Building Universal Binaries

If you want to build a Universal Binary that runs natively on both Panther (PowerPC) and Tiger (PowerPC and Intel) then you'll have to make some custom build settings. From reading the xcode-users mailing list and revising the Apple release notes and documentation a few things have become clear to me.

Most importantly, you'll need to set these custom, per-architecture build settings:

SDKROOT_ppc = /Developer/SDKs/MacOSX10.3.9.sdk
SDKROOT_i386 = /Developer/SDKs/MacOSX10.4u.sdk

And a few things I've found out along the way:

(1) If you use a custom SDK (as is the case here) then the "Mac OS X Deployment Target" (MACOSX_DEPLOYMENT_TARGET) has no effect, because it is overridden by the SDK. Despite this postings from Apple employees indicate that you should set it anyway to the lowest version on which you wish to run (in this case 10.3). [Update: this is explained fairly well here.]

(2) If you choose a custom SDK in the "Get Info" dialog for your project then it will be overridden by your per-architecture SDKROOT settings. If you get a bunch of linker errors on the i386 build then it could be because you have an old, empty SDKROOT environment variable being passed to the linker; if you suspect this is the case you can set up a dummy shell script phase and inspect which environment variables are being set. (The solution in this case is to set an SDK, I'd recommend the 10.4 Universal SDK, in the "Get Info" window to prevent an empty SDKROOT environment variable from being passed to the linker.)

(3) You'll probably see warnings like this "ld: warning -prebind ignored because MACOSX_DEPLOYMENT_TARGET environment variable greater or equal to 10.4" when doing the i386 part of the build. You can suppress these by turning off prebinding in the Build Settings and adding the following only to the ppc build:

OTHER_LDFLAGS_ppc = -prebind

In this way you get prebinding on 10.3 (good) and not on 10.4 (also good) and no warnings during the build (very good).
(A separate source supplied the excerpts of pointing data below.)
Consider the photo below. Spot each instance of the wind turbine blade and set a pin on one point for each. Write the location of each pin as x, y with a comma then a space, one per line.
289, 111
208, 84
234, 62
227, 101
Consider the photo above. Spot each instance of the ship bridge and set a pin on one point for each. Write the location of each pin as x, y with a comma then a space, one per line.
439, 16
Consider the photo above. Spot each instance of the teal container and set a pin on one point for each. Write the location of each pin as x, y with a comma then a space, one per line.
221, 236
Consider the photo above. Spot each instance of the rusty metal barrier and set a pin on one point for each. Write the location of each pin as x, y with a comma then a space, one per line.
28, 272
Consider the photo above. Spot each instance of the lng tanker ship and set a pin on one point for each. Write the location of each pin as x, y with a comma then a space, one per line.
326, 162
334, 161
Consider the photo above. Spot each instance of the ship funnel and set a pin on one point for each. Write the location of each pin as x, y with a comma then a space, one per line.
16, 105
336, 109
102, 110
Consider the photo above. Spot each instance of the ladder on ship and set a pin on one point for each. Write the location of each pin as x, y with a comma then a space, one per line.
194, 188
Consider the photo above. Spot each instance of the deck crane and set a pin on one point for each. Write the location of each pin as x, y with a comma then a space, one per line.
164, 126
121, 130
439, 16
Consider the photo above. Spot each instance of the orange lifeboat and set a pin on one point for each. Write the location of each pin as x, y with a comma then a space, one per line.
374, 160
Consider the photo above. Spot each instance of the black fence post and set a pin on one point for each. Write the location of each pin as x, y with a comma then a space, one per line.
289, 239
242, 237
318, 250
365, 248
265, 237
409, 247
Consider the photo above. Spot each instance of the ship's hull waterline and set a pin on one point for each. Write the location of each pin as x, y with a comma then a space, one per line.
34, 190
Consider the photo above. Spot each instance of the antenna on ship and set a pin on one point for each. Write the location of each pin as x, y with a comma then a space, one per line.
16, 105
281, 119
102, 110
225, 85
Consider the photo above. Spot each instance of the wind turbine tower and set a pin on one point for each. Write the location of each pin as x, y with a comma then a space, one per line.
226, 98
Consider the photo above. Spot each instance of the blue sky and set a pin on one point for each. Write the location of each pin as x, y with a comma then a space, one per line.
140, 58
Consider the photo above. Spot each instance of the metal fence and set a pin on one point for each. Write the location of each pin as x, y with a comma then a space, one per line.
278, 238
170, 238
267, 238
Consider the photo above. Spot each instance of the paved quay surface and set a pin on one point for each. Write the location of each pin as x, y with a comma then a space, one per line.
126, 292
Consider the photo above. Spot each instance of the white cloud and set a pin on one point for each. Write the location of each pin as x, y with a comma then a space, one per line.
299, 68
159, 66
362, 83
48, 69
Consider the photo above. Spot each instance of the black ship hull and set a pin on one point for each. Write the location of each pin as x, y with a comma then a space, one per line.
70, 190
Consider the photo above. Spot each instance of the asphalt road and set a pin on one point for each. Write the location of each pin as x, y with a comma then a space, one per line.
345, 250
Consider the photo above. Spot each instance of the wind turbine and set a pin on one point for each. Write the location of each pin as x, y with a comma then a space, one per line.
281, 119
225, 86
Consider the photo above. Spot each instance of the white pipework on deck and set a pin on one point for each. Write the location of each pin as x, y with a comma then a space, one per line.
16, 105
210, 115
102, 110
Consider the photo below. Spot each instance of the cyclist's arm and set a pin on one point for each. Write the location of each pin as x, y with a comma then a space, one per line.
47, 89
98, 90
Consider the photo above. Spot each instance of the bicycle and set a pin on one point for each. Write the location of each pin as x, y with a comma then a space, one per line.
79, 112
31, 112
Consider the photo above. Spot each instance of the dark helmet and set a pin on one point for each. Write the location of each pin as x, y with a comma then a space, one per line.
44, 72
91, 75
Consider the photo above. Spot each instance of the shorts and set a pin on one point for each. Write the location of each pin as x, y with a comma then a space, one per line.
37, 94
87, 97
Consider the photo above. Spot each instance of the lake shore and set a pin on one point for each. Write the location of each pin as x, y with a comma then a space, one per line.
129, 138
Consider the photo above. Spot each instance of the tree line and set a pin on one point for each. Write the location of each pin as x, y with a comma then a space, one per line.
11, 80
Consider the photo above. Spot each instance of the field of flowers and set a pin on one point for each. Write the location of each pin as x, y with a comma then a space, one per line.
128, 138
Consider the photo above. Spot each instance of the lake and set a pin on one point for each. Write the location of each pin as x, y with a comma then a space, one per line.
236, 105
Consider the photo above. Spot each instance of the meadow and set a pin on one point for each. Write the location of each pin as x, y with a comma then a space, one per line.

(4) Finally, in some of my projects (but not all of them) I get i386 linker errors in debug builds unless I turn off ZeroLink. Not sure why these warnings appear in some projects but not others. Some Apple folk recommend not including the i386 architecture in your debug builds because you can't run a debug build on a machine other than the one on which it was built, but seeing as I want to use exactly the same xcodeproj file regardless of whether I am performing the build on a PowerPC or an Intel machine I want my debug builds to include both architectures.